Brown talks tough on tax
Gordon Brown, the shadow Chancellor, yesterday sought to reclaim his authority over Labour's tax plans with a ringing assertion of his right not to set out detailed rates.
In an attack on accountants and tax advisers for "peddling lies" about Labour's plans, he read the riot act to his Shadow Cabinet colleagues, reminding them not to engage in public speculation about tax.
Leading firms of accountants, including KPMG and Ernst & Young, recently advised clients to take action to avoid possible higher rates of tax on incomes above pounds 40,000 a year under a Labour government. "People would be better gambling on the lottery than on the random advice coming from some of these sources," Mr Brown said.
Brian Mawhinney, the Tory party chairman, said: "If Mr Brown doesn't like it he has a simple remedy - he should publish the tax plans and be damned."
Douglas Fairbairn, national tax partner of Ernst & Young, responded to the criticism by saying that, without firm tax proposals from Labour, "some degree of educated guesswork is inevitable".
"Until Labour publish firm proposals, we have a duty to our clients to take Labour's published statements and try to make sense of them.
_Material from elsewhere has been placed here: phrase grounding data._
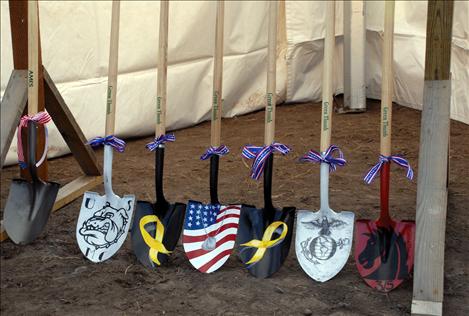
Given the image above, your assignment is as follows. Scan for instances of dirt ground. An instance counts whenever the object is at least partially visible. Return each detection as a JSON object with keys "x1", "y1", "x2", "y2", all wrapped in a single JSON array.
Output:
[{"x1": 1, "y1": 101, "x2": 468, "y2": 315}]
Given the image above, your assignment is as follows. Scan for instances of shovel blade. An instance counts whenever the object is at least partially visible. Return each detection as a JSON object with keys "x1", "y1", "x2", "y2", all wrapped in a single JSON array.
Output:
[
  {"x1": 182, "y1": 200, "x2": 241, "y2": 273},
  {"x1": 131, "y1": 200, "x2": 186, "y2": 268},
  {"x1": 237, "y1": 206, "x2": 295, "y2": 279},
  {"x1": 354, "y1": 219, "x2": 415, "y2": 292},
  {"x1": 76, "y1": 191, "x2": 135, "y2": 262},
  {"x1": 295, "y1": 209, "x2": 354, "y2": 282},
  {"x1": 4, "y1": 178, "x2": 59, "y2": 244}
]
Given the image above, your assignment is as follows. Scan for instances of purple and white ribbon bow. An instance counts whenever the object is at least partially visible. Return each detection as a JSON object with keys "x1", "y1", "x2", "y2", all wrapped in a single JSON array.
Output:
[
  {"x1": 242, "y1": 142, "x2": 291, "y2": 180},
  {"x1": 145, "y1": 133, "x2": 176, "y2": 151},
  {"x1": 300, "y1": 145, "x2": 346, "y2": 172},
  {"x1": 200, "y1": 145, "x2": 229, "y2": 160},
  {"x1": 17, "y1": 111, "x2": 52, "y2": 169},
  {"x1": 87, "y1": 135, "x2": 126, "y2": 153},
  {"x1": 364, "y1": 154, "x2": 414, "y2": 184}
]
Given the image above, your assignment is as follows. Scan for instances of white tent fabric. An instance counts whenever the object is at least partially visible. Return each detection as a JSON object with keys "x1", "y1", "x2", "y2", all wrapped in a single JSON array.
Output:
[
  {"x1": 286, "y1": 1, "x2": 468, "y2": 123},
  {"x1": 1, "y1": 1, "x2": 468, "y2": 167}
]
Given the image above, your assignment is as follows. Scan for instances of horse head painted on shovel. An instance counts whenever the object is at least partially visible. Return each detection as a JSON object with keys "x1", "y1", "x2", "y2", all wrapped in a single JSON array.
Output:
[
  {"x1": 355, "y1": 1, "x2": 415, "y2": 292},
  {"x1": 358, "y1": 226, "x2": 410, "y2": 281},
  {"x1": 355, "y1": 159, "x2": 415, "y2": 292}
]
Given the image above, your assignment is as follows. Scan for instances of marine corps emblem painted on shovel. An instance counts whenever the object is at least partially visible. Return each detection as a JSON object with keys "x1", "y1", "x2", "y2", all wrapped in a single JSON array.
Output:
[{"x1": 295, "y1": 1, "x2": 354, "y2": 283}]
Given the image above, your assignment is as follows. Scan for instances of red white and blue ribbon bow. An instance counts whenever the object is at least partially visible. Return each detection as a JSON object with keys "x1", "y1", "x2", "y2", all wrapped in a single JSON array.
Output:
[
  {"x1": 145, "y1": 133, "x2": 176, "y2": 151},
  {"x1": 87, "y1": 135, "x2": 126, "y2": 153},
  {"x1": 300, "y1": 145, "x2": 346, "y2": 172},
  {"x1": 17, "y1": 111, "x2": 52, "y2": 169},
  {"x1": 200, "y1": 145, "x2": 229, "y2": 160},
  {"x1": 242, "y1": 142, "x2": 291, "y2": 180},
  {"x1": 364, "y1": 154, "x2": 414, "y2": 184}
]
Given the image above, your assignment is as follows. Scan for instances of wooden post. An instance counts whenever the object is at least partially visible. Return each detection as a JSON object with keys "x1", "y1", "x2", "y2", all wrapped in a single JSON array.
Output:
[{"x1": 411, "y1": 1, "x2": 454, "y2": 315}]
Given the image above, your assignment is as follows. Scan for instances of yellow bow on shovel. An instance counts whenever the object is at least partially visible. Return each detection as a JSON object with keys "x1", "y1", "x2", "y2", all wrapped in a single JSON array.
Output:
[
  {"x1": 140, "y1": 215, "x2": 171, "y2": 265},
  {"x1": 240, "y1": 221, "x2": 288, "y2": 265}
]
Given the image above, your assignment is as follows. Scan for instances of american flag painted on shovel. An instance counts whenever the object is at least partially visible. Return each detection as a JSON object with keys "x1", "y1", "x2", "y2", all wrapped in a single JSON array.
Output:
[{"x1": 183, "y1": 201, "x2": 241, "y2": 273}]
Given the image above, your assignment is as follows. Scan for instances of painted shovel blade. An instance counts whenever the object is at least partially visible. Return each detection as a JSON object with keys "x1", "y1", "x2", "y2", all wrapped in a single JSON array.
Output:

Some degree of educated guessing is inevitable and we haven't disguised that."
Mr Brown's speech, to a business audience in London, was also aimed at his own party. Tax advisers' guesswork appeared to be supported by remarks from Clare Short, Labour's transport spokeswoman, and John Prescott, deputy leader, in recent weeks.
Ms Short and Mr Prescott were backed by Roy Hattersley, former deputy Labour leader, who said their comments on tax "were blown up into stories in part because of the instinctive malice of some newspapers but Labour's reluctance to talk about tax provided them with the opportunity."